Mas disse mais. Lembrou que a presença de animais nos circos remonta a 1770, que “o animal faz parte do circo”, e que as pessoas gostam de os ver. E a lei, disse, resultou de “lóbis montados” conta os quais, os circos, os “elos mais fracos”, nada podem. “Não vale a pena fazer guerras com pistolas de água contra quem tem metralhadoras”.
Miguel Chen confessa-se cansado. “De início eram os maus tratos aos animais. Depois de 34 anos que tenho animais nunca ninguém provou nada. Agora já não têm esse argumento. Animais maltratados é mentira.
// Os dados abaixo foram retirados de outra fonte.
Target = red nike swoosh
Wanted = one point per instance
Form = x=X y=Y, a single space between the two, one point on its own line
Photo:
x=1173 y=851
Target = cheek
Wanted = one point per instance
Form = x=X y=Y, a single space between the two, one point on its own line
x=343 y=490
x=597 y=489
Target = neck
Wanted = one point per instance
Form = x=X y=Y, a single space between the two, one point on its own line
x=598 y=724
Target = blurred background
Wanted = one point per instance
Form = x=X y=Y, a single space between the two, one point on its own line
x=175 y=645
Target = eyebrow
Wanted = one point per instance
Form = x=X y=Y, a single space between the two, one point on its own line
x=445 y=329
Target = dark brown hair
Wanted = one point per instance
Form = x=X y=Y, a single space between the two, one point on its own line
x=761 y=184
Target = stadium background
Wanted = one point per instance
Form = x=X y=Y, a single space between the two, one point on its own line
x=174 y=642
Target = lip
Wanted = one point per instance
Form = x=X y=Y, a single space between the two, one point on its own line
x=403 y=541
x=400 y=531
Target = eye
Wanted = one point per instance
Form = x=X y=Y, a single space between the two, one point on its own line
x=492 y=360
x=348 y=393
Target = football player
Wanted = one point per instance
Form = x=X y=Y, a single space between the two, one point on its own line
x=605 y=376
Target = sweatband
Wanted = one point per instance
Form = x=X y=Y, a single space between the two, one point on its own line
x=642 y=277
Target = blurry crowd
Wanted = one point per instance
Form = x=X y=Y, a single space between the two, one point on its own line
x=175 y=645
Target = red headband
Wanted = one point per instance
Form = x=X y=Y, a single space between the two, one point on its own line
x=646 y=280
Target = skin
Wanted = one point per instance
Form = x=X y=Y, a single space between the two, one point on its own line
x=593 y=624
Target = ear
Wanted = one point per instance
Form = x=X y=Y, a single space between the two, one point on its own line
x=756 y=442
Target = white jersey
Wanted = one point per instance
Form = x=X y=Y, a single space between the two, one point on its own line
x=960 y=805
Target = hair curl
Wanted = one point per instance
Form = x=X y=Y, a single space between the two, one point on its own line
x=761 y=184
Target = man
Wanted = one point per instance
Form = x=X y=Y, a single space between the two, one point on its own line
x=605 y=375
Aprovaram a lei porque os circos são os elos fracos nestas situações, os poderosos juntam-se aos poderosos”, diz à Lusa.
E depois ironiza: “nós gostávamos também de nos juntar aos poderosos. A questão das touradas? Nós somos pró touradas, temos de ser tratados é como são tratadas as touradas. Vivam as touradas, eu gosto de touros”.
É que, explica o responsável, dromedários a ruminar ao lado, a lei foi feita à medida dos circos, para proteger os animais, mas mantiveram-se as touradas, os espetáculos com golfinhos e outros. “Será que os golfinhos não são animais? Ou será que são só animais os do circo?”.
Diz Miguel Chen que “pode contar 40 histórias” e que o final é sempre o mesmo: quem tem dinheiro “vai para a frente, quem não tem fica para trás”. E dá o exemplo recente da Madeira, que proibiu agora no Natal os circos com animais. “Na Madeira, se tiver um número com um gato já não posso entrar”.
É que além da questão dos animais, conta, outro grande problema, maior ainda, é “poder trabalhar em certas autarquias”, que “não facilitam a vida”, que não autorizam o circo e por vezes depois de terem recebido os 225 euros que cobram pelo pedido.
É por isso que está cansado de lutar. Já teve quase meia centena de animais, um rinoceronte e até um bisonte, e tem hoje sete tigres, alguns dromedários e cavalos. Ao todo preenchem sete minutos das duas horas que dura o espetáculo.
E “é pena porque muita gente gosta de animais na pista”, e é pena porque “90 por cento das pessoas pergunta se há animais, e se pergunta é porque gosta”. E acrescenta o empresário: “deixem que as pessoas decidam de sua vontade”.
Miguel Chen não foi tão longe quanto a tradição mas é histórica a embaixada que D. Manuel I enviou ao papa Leão X, em 1514, que continha um cavalo árabe e um elefante. Dizem as crónicas que D. Manuel gostava de passear em Lisboa com elefantes, um rinoceronte, e outros exotismos trazidos pelos navegadores.
Hoje, com os exotismos a ficarem velhos, sem poder substitui-los, o circo continua a encher-se mas, diz Chen, “o negócio está difícil para todos, porque a crise é para todos e o espetáculo recebe os últimos tostões”.
“O circo dá para viver, para enriquecer não dá”. Miguel Chen encolhe os ombros. Fatalista e ao mesmo tempo feliz: “mas também não sabemos fazer outra coisa, não há outra opção, a gente do circo nasceu no circo e quase toda vai morrer no circo”.